The point is that the entire alleged value is the ability to parse the reading material and extract the key points, but because it doesn’t resemble intelligence in any way, it isn’t actually capable of meaningfully doing so.
Yes, not being able to distinguish between the real answer and a “banana for scale” analogy is a big problem that shows how fucking useless the technology is.

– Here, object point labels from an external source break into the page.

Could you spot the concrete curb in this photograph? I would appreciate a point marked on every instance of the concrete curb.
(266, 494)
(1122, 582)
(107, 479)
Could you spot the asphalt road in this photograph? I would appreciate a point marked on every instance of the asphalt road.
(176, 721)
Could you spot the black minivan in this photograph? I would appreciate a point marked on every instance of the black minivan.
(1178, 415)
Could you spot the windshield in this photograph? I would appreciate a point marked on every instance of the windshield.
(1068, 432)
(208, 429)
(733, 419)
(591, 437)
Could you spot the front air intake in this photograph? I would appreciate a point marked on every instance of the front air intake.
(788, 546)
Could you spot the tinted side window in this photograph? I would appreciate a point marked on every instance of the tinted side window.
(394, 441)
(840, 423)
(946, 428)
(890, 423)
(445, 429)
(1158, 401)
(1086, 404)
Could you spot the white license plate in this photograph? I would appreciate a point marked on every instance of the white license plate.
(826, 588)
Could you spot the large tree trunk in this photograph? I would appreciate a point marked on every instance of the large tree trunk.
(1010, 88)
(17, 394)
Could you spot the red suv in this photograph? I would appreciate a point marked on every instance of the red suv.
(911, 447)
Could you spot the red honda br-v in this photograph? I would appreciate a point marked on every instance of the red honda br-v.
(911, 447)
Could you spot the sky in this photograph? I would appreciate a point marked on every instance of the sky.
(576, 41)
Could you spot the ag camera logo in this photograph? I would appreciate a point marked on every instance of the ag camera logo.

*Dangerous! Don’t forget how dangerous it is — considering all tech bros and corps are acting as though LLM’s are on the verge of real intelligence, instead of being a stochastic parrot that’s essentially a mathematical magic trick.
“Now watch as I, the great mathemagician, make a statistical algorithm appear to hold general intelligence!”
Our “intelligence” agencies already kill innocent people based entirely on metadata — because they simply live or work around areas that known terrorists occupy — now imagine if an AI was calling the shots. The more LLM’s are integrated into our day to day lives, the more people will trust them and disregard their own logic, and the more dangerous they become.
Our “intelligence” agencies already kill innocent people based entirely on metadata — because they simply live or work around areas that known terrorists occupy — now imagine if an AI was calling the shots.
So by your own scenario, intelligence agencies are already getting stuff wrong and making bad decisions using existing methodologies.
Why do you assume that new methodologies that involve LLMs will be worse at that? Why could they not be better? Presumably they’re going to be evaluating their results when deciding whether to make extensive use of them.
“Mathematical magic tricks” can turn out to be extremely useful. That phrase can be used to describe all manner of existing techniques that are undeniably foundational to civilization.
Yes but they supposedly scaled it to “one meter per meter”. A “scale where the distance from the Sun to Earth is 150 million km” is the actual distance.
lol I did miss that, but it was enough to make it not a guess that its source was scaling for comparison.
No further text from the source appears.